Championing LGBTQIA+ performance, video and digital artists, the live events will be accompanied by a simultaneous livestream enabling audiences unable to travel to experience @Disturbance in full effect.
Ugly Duck continues to encourage accessibility and support radical, diverse, queer artists.
Creative Director of Ugly Duck and founder of @Disturbance Deen Atger says: “At @Disturbance we find and nurture the talents of tomorrow – bold and forward-thinking artists deconstructing boundaries and paving the way for totally new aesthetics. Each year @Disturbance evolves and we’re excited to welcome new artists into our growing network”.

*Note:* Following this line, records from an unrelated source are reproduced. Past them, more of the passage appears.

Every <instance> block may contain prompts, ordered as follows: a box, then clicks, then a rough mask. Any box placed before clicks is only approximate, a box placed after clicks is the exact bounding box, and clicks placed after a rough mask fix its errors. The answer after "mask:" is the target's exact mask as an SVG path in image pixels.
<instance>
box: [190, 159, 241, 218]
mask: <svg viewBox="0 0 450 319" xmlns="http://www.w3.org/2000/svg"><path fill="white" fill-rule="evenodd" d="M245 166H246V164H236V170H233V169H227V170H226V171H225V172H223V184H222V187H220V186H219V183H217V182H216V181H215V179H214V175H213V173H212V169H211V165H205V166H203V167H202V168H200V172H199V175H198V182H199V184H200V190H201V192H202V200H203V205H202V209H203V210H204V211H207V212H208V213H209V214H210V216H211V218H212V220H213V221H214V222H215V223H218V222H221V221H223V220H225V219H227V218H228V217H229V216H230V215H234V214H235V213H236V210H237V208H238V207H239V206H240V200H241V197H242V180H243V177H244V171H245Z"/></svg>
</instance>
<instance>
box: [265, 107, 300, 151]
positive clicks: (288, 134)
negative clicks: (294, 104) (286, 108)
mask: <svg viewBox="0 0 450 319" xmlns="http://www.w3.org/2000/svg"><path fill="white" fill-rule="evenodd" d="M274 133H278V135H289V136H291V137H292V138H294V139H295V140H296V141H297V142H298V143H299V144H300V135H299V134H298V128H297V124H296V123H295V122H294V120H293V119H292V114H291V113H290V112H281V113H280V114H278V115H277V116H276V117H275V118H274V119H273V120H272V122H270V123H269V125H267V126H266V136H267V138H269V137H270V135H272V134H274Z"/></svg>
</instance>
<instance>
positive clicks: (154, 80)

Ugly Duck is currently celebrating a decade of revitalising underused buildings and supporting marginalised artists. Established in October 2012, the organisation has transformed a spacious, empty Victorian warehouse in SE1 into a thriving, creative hub. Over 1500 artists and arts collectives have collaborated with Ugly Duck over the past 10 years.
@Disturbance 2022 artists working with performance include amongst others, Gisou Golshani originally from Iran now London-based, Gisou will create a multi-sensory, immersive performance and installation via ritualistic movement, visuals and sound. Joy Yaa Kincaid, whose focus on the intersection of race and gender is at the heart of their multi-faceted work. Their practice embodies their uncompromising aesthetic and sensitive individuality.

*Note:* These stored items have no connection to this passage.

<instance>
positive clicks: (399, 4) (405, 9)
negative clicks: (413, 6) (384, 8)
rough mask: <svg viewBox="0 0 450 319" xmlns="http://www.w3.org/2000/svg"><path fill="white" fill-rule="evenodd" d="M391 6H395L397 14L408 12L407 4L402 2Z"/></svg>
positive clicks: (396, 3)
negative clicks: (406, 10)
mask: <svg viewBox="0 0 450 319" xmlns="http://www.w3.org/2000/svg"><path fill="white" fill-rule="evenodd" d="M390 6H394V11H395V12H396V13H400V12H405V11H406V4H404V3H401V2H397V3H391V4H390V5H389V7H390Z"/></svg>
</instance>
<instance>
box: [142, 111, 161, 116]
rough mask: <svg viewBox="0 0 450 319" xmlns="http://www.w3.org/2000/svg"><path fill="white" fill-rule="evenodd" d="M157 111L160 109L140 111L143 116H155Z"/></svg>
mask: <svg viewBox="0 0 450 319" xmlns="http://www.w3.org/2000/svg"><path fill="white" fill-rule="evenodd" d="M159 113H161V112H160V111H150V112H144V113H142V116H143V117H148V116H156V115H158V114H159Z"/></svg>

River Cao revisits the marginalised queer experience of growing up in small-town southern China. Now London-based, River will create a series of self-narrative spaces at @Disturbance in their performance I found a dead bird, to rethink emotions of grief. River has previously presented work internationally and in London at the ICA.
Video artist Sandrine Schaefer frequently presents performance art installations using repetition, duration and multisensory elements. @Disturbance will show a new performance made for camera titled Simple Relations No. 4. Sandrine’s work has frequently been shown in Chicago as well as across other US states.
Orlando Myxx is an Italian-born, London-based artist whose practice encompasses photography, film-making and performance. At @Disturbance they screen The Plastic Drag, a visual and sound work investigating how a new wave of underrepresented gender-non-conforming and diverse drag artists are redefining the art of drag and its subversive potential.
Other @Disturbance artists include London’s Talia Beale, Yana Bachynska from Ukraine, Sophie Hoyle and Olivia Morrison who are both based in the UK, Noam Youngrak Son who lives and works in Ghent and Khairullah Rahim from Singapore.